Every employer wants to create the most productive working environment for their team. Over the years we’ve seen lots of initiatives being introduced – from flexible hours to free lunchtime exercise sessions. But could the solution be as simple as fifteen minutes off the job?
The island of Jersey is looking at reforming employment rights to introduce daily rest breaks, which may impact wider UK legislation. If successful, Jersey-based companies will need to offer staff 15-minutes’ rest in every six hour working period, to recharge their batteries.
Even if this policy doesn’t go through, daily rest breaks are something all employers should be considering, as they can have a transformative impact on employee performance. Here are the pros and cons of formalising downtime – with tips on how to manage scheduled breaks if you decide to try them out.
There’s been a marked shift in the way we measure employee contributions over the past decade. Instead of focussing on hours put in, we prioritise output – and well-rested employees tend to be more productive.
For staff working long shifts in particular, it’s easy for fatigue to set in. This can lead to the pace of work slowing, quality of work declining, and mistakes creeping in. Mistakes that could prove fatal in industries like transportation, manufacturing and healthcare.
Scheduling daily rest breaks ensures that your team has chance to clear their minds and recharge their batteries during the course of their working day, so they return with renewed energy and focus. It’s also a good chance for them to grab a snack and drink if they’re not able to eat on the job – for example, they’re working in a customer service role.
If team members are working from home, building in 15 minutes away from a computer screen is also beneficial. It allows employees to rest their eyes and fix their posture. You could even recommend a simple stretch routine for them to complete during this time.
In addition to helping bring their ‘A game’ every shift, well-rested employees are likely to have lower stress levels, feel less overwhelmed by their workload, and be in better physical and mental health. This will result in lower levels of sickness, taking pressure off your managers and HR personnel to fill staffing gaps at short notice.

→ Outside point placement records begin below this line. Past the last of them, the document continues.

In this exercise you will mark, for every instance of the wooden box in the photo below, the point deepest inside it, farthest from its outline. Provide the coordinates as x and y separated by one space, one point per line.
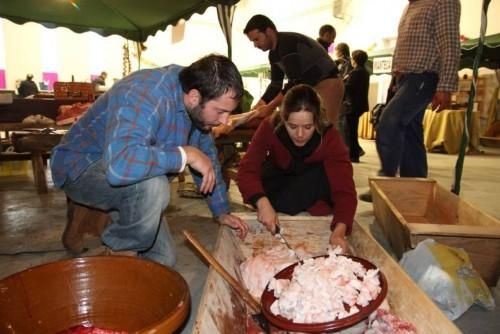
83 91
410 210
221 310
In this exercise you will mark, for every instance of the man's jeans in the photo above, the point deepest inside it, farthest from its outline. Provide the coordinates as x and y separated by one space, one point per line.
400 134
135 210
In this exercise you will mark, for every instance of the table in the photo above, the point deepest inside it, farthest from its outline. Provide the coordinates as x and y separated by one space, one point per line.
38 145
443 131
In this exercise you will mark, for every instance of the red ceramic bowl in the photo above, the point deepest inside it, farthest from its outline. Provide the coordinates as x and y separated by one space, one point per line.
268 299
113 292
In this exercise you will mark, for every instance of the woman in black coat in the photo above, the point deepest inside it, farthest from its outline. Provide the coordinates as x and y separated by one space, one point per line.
356 97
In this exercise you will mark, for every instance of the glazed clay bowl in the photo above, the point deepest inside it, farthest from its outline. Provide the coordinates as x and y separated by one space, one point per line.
109 292
336 325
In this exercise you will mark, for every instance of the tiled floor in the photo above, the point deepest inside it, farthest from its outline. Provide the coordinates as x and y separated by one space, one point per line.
31 224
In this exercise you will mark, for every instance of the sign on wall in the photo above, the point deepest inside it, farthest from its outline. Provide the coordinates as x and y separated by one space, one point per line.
382 65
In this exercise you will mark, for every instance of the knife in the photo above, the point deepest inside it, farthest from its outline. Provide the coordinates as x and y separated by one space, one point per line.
277 232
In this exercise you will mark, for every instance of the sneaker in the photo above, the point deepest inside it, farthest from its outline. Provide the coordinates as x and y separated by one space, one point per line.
72 237
109 252
366 197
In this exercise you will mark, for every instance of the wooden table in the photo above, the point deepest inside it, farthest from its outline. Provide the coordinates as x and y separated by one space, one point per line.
443 131
38 145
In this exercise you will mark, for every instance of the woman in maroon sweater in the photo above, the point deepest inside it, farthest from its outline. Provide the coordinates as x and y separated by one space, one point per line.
298 162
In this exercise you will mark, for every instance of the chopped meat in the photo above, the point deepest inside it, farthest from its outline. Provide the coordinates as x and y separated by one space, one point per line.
258 270
384 322
309 297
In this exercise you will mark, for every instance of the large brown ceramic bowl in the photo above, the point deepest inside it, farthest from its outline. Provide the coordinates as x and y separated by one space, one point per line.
268 299
114 292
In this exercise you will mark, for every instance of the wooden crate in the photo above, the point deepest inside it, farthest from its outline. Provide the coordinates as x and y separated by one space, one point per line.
410 210
83 91
221 310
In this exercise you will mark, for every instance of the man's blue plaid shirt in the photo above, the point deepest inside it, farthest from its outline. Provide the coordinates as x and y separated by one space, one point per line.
137 127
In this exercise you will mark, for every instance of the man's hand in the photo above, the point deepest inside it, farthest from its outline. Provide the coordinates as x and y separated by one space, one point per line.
201 163
236 223
340 242
337 238
441 101
260 112
266 214
222 129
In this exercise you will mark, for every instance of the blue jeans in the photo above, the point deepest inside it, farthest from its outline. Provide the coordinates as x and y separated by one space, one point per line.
135 211
400 134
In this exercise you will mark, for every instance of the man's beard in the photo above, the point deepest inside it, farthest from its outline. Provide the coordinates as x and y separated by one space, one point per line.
197 119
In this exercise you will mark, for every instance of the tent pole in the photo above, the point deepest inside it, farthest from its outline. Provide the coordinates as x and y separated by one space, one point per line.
470 104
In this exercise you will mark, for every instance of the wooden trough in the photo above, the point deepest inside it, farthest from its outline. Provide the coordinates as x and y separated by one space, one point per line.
221 309
410 210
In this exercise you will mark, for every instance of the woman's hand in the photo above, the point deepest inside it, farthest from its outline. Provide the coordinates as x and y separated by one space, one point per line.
234 222
266 214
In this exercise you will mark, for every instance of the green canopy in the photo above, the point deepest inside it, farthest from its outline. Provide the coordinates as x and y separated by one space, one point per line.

Rest is also a basic building block of employee wellbeing, and you have a duty of care to look after your staff. If someone is feeling particularly exhausted, they can have a micro nap – so they won’t fall asleep at the wheel driving home from their shift.

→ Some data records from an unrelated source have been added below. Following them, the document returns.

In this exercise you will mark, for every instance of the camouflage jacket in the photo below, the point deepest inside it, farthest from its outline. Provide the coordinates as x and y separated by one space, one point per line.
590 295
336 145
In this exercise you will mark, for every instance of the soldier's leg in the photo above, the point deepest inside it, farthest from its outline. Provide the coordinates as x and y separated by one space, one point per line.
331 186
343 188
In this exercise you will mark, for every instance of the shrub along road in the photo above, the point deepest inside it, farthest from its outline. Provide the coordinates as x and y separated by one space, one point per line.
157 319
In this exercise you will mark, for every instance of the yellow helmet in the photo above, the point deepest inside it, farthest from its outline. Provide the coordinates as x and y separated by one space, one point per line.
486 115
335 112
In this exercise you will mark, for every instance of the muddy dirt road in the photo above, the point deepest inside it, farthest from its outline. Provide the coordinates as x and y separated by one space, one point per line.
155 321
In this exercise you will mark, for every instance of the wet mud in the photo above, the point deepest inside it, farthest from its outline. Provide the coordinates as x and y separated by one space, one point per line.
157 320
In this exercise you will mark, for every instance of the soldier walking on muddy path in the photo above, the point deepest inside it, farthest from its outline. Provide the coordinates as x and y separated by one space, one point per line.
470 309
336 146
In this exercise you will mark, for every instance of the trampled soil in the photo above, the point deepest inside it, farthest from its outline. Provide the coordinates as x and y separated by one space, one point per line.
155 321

We’ve talked about the clear physical and mental health benefits to regular employee breaks, as well as their positive impact on productivity. But scheduling mandatory time off during the working day can have negative consequences if it’s not managed correctly.
For example, if you don’t give employees an allocated time slot for their 15-minute break, several people could decide to step away at the same time. Quarter of an hour isn’t long to be under-staffed, but it could break health and safety regulations – with serious consequences.
Giving staff free reign to choose their break time can also stop those still working being able to get on with key tasks. They may waste precious time trying to hunt people down, or follow-up online or by phone when someone is away from their workspace.
The only way to get around these practical challenges is to stagger rest breaks, and that means putting a formal system in place for managing employees’ schedules.
Many companies think that informal systems such as verbal agreements or email communications are enough to coordinate employee breaks. But these are often ineffective.
The simplest, most effectual way to manage rest breaks is to log them through an online people management platform. This way, everyone knows when their own break is coming up, and also when their colleagues are taking a brief rest.
People management platforms tend to be thought of as shift planning tools, helping employers to set work schedules and curate teams. But they are also a highly effective way to manage events during the course of the working day.
Market-leading shift planners will have built-in task management tools, for example, to allocate responsibilities to each member of staff. And the same software can also be used to build in set times for employee breaks – from the moment you decide to trial them.
By coordinating every element of staff scheduling through one online portal, your company will provide complete visibility over who is working each shift, their key responsibilities, and when they can break. This helps to ensure a smooth running operation, while factoring-in people’s need to have fifteen minutes of well-earned rest during the course of a busy working day.